It was disorienting to learn that I didn’t just have a body—in the eyes of others, I WAS my body.
~Katie Sturino, Body Talk
For many women, it can feel as though our identity is what others see when they look at us. Who we are is decided by what we look like. Women (and those of other genders) have been working against this truth for quite some time. Pick a sitcom from any decade and see how long it takes for someone, in assessing the value of a female character, to comment on her looks.
Katie Sturino is a Body Acceptance Advocate as a blogger, podcaster, social media influencer, and author.
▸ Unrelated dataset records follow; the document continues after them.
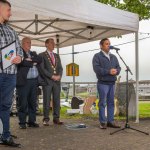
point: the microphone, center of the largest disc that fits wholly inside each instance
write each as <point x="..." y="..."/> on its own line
<point x="112" y="47"/>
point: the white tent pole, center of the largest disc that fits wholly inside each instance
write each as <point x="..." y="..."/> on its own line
<point x="137" y="74"/>
<point x="57" y="42"/>
<point x="73" y="71"/>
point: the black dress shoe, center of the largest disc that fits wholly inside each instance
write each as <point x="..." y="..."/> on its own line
<point x="112" y="125"/>
<point x="23" y="126"/>
<point x="103" y="126"/>
<point x="58" y="122"/>
<point x="9" y="142"/>
<point x="33" y="125"/>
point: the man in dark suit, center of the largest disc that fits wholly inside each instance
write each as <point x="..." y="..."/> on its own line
<point x="106" y="67"/>
<point x="27" y="85"/>
<point x="51" y="69"/>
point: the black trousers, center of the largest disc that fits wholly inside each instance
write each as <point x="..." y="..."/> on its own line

I was so uncomfortable in front of the camera on the day of—“Do I have a double chin? Do I look like I don’t belong? Do I look enormous? What about now? Now do I have a double chin???”— that the team had to distract me with tactics usually reserved for crying toddlers on Santa’s lap. I felt like a clumsy bear in a tutu. But when the article was published, the comments told a different story. Readers were thrilled to see a body that looked like mine. A body that looked like theirs! In cool clothes!! On a fashion blog that I had long read for my own style inspiration!!! It was my big aha moment, my “Eureka!” A switch flipped and the light turned on: My body was not, and is not, the problem.
My body was NOT, and is NOT, the PROBLEM?! Holy. Shit.
That realization, paired with the commenters’ enthusiasm, gave me the courage I needed to launch an Instagram account that would pass the message on to other women. I called it The 12ish Style because I wore a size 12-ish at the time, but I had no idea that as my weight began to rise, I’d learn to accept my body as I never had before and would eventually speak about body acceptance
of all kinds to an audience of women who came in all shapes and sizes. Shortly after the Instagram account began taking off, I created a blog to give myself more room to dive deeper into the topics I cared about. Writing about how hard it was to find cool jeans that fit me led me to larger conversations about the lack of size representation in fashion, retail, the media, and pop culture. The deeper I dove, the louder my new internal mantra became: MY BODY IS NOT THE PROBLEM.